Saturday, 7 September 2013

Dialogue II

Poul Anderson's "Dialogue" (Dialogue With Darkness, New York, 1985) describes three successive stages of interstellar contact:

suspended animation and lasers;
tachyon communication;
FTL, thanks to tachyonically contacted aliens.

But these stages merely provide the background for the political machinations necessary to ensure that one particular man is the first human being to make an FTL crossing from Earth to Arcadia, thus solving the problem mentioned in the previous post.

The aliens, not the main focus of this short story, remain off-stage but are once described as "...three-eyed green-plumed..." (p. 264) - but I am not sure whether I like that description. Maybe it would have been better to leave them undescribed?

Anderson not only wrote historical fiction but also applied historical knowledge to futuristic science fiction. Thus:

in "Marius," a future revolutionary leader is compared to the Roman General Marius, who was good at warfare but made a hash of politics;
in the Technic Civilization History, the Solar Commonwealth and the Terran Empire repeat a recurrent historical pattern of growth and decay;
in "Dialogue," two men trying to contact a higher civilization discuss whether humanity might suffer the same fate as various "savages" who had died out when contacted by Terrestrial civilizations.

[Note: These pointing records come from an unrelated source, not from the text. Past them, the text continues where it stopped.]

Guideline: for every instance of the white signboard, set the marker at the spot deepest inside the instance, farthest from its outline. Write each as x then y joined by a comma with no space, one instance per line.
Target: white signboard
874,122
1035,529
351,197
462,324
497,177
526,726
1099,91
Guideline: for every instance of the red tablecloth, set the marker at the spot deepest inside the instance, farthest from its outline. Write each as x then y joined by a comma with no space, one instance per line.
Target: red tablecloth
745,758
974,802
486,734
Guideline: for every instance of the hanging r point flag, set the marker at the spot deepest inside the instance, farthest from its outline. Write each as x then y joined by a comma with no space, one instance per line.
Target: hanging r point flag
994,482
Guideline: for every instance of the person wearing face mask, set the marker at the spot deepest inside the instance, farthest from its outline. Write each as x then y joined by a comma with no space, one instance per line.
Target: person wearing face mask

Anderson, through one of his characters, reminds or informs his readers that, when the savages did die out, which was not always, it was because those who were civilized had:

pushed them onto land where they could only starve;
forbidden hunters to hunt;
or exterminated them outright.

A more advanced race is not expected to behave like that and humanity is also expected to be able to retain its identity "...within a larger society, while contributing to it, as the Jews did within Christendom and Islam. (p. 256)

We do not see whether this is what happens because "Dialogue" is a short story which, despite its interstellar background, focuses on a single human relationship. However, the story's narrator makes a good start on inter-species diplomacy and the narrative framework implies that human society still flourishes five hundred years later.

3 comments:

Jim Baerg said...

"when the savages did die out, which was not always, it was because those who were civilized had:

pushed them onto land where they could only starve;
forbidden hunters to hunt;
or exterminated them outright."

Or most importantly carried diseases the 'savages' had no resistance to.
I don't think the Europeans who went to Africa were less vicious than those who went the Americas or Australia, but the Africans had been previously exposed to the Eurasian diseases & had diseases of their own to kill off invaders.

The disease factor won't be an issue with alien contact unless someone is vicious enough to deliberately create diseases that only affect the other species.

Sean M. Brooks said...

Kaor, Jim!

Not quite, the LONG isolation of the Amerindians from the rest of the world (about 17,000 years) made them less resistant to the diseases plaguing Europe/Asia and Africa. No natter who would first "recontact" the Americas, Chinese or Europeans, it was a dead certainty the common cold, measles, smallpox, etc., would devastate the Amerindians in virgin field epidemics. No malice had to be involved, just CONTACT of almost any kind.

Ad astra! Sean

Jim Baerg said...

The fact that malice was irrelevant was my point. I just expressed it inadequately.